Scheme of an assay for detection of drugs specifically targeting telomerase or telomeres based on the use of linear versus circular HACs, both containing the EGFP transgene.

Figure 1: Scheme of an assay for detection of drugs specifically targeting telomerase or telomeres based on the use of linear versus circular HACs, both containing the EGFP transgene. Cells that inherit any of these HACs display green fluorescence, while cells that lack them do not. Both HACs are stable during cell division. So, the untreated cells and the cells containing a circular HAC display uniform green fluorescence while the cells containing a linear HAC after treatment of drugs that affect telomerase or telomers are highly variable in fluorescence. The actual number of cells with a EGFP-HAC can be measured by FACS as described [10]. Thus, the compounds that increase a linear HAC loss but has no effect on a circular HAC may be identified.

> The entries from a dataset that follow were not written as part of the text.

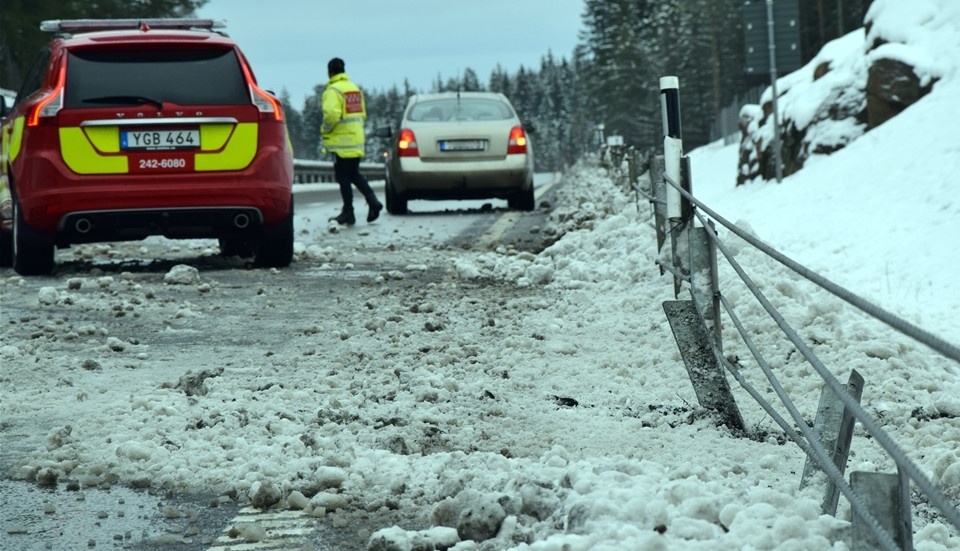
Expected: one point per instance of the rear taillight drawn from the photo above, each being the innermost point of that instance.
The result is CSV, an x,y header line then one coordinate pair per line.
x,y
50,104
407,144
267,104
518,141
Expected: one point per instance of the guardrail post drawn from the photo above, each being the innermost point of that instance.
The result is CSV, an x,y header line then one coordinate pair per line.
x,y
658,193
887,499
709,382
834,429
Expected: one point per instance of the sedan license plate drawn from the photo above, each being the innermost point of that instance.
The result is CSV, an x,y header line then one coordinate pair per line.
x,y
463,145
156,140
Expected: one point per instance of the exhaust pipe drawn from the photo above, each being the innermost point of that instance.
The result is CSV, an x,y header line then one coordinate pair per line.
x,y
83,225
241,221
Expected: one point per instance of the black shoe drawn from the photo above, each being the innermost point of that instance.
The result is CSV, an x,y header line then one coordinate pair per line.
x,y
345,218
374,212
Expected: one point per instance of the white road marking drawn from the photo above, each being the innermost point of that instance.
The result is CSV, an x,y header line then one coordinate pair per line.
x,y
284,530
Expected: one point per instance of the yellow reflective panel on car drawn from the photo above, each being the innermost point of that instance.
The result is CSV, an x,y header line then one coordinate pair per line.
x,y
238,153
104,138
214,136
16,139
80,155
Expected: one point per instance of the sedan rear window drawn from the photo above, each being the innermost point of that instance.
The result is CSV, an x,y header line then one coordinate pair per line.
x,y
116,78
470,109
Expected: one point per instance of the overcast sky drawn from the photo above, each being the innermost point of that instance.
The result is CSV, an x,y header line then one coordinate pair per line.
x,y
290,41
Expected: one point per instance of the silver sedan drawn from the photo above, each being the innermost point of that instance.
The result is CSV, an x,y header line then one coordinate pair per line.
x,y
460,145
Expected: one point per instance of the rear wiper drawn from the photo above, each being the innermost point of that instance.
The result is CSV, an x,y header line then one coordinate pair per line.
x,y
132,100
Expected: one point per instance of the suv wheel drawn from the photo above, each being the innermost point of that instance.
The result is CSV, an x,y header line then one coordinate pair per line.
x,y
6,249
32,252
275,249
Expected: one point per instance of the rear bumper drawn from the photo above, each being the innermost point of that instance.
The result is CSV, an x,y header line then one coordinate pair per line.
x,y
416,179
174,223
71,208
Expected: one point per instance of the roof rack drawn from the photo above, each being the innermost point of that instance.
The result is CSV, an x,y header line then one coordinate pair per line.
x,y
90,25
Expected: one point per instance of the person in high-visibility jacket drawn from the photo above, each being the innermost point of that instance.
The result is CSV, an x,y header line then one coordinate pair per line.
x,y
344,114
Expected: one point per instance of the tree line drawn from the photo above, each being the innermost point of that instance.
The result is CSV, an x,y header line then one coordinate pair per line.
x,y
610,79
612,76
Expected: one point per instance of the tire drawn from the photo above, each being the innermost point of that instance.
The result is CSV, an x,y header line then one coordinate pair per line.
x,y
6,249
523,200
396,203
275,247
33,253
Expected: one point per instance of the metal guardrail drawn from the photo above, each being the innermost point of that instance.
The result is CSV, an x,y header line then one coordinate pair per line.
x,y
309,172
880,501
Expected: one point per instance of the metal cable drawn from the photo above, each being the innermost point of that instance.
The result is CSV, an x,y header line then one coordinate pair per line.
x,y
882,438
809,443
943,347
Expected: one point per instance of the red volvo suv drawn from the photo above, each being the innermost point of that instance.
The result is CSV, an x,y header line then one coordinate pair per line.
x,y
125,129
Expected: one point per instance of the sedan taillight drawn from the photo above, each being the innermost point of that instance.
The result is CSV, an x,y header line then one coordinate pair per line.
x,y
407,144
518,141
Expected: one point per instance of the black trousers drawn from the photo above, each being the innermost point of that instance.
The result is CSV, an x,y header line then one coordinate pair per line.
x,y
347,173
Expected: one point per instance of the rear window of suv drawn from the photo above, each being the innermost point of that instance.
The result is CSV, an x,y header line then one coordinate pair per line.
x,y
464,109
114,78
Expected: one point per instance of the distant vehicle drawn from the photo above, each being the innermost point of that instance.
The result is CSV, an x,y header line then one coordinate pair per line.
x,y
129,128
460,145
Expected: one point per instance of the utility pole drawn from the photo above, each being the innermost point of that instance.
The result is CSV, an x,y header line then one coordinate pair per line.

In perspective, a new assay based on a sensitized system to detect chromosome mis-segregation will allow developing straightforward, quantitative assessment of CIN under a variety of conditions. This assay may be employed to identify new compounds/drugs that specifically elevate chromosome mis-segregation and drive lethal aneuploidy. These drugs will lay the foundation for new treatment strategies for cancer.

CONFLICTS OF INTEREST

The authors declare no competing financial interests.